The employment figures, closely linked to those of consumption, will be the keys that indicate to the market what the state of the economy is and to which the stock markets will be very attentive.
Tomorrow is an important day of figures with the publication of Retail Sales for July and Industrial Production, both in China and in the United States.
Above all, the Retail Sales figure will put us in context on how domestic demand evolves, which is the central hot spot to anticipate the development of the economy in these countries. The effect of social distancing and confinement on consumer behavior is still uncertain; it undoubtedly has depressive effects; the key is to know its intensity.
For tomorrow, 1.9% (MoM) rise in July in Retail sales is expected in the United States, after a positive 7.5% last month. Any number higher than expected would serve as support and boost to the stock markets, mainly to the indices that contain more cyclical values such as USA500 or USA30.
USA500 is day by day approaching the reference level that is the 3400 area. From a technical perspective, it can continue its bullish moment and does not find any type of obstacle or intermediate resistance.

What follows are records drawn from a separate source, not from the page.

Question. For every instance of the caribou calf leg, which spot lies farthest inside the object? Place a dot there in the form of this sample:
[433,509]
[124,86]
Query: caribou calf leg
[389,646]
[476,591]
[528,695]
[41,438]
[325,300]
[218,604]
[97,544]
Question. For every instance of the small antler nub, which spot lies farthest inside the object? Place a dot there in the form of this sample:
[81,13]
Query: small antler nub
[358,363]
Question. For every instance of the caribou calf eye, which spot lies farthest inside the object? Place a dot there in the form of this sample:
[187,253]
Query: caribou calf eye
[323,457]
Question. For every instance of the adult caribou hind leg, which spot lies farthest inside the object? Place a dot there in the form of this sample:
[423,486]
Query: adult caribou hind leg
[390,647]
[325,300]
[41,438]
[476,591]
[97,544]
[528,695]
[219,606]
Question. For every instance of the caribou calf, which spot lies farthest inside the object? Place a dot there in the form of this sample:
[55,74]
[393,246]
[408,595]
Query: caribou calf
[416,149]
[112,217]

USA30 broke through intermediate resistance at 27627, reaching new highs since March this year and, like USA500, is heading towards all-time highs without encountering any relevant resistance in its path.
Negotiations on the US fiscal stimulus package are at a dead-end at the moment. There is no news of progress in this regard. Still, it is an element that must always be taken into account since its approval in the terms initially presented (around 3 trillion dollars) would mean the definitive boost to the stock markets to reach and exceed the highs levels before the crisis. The possibility is still alive.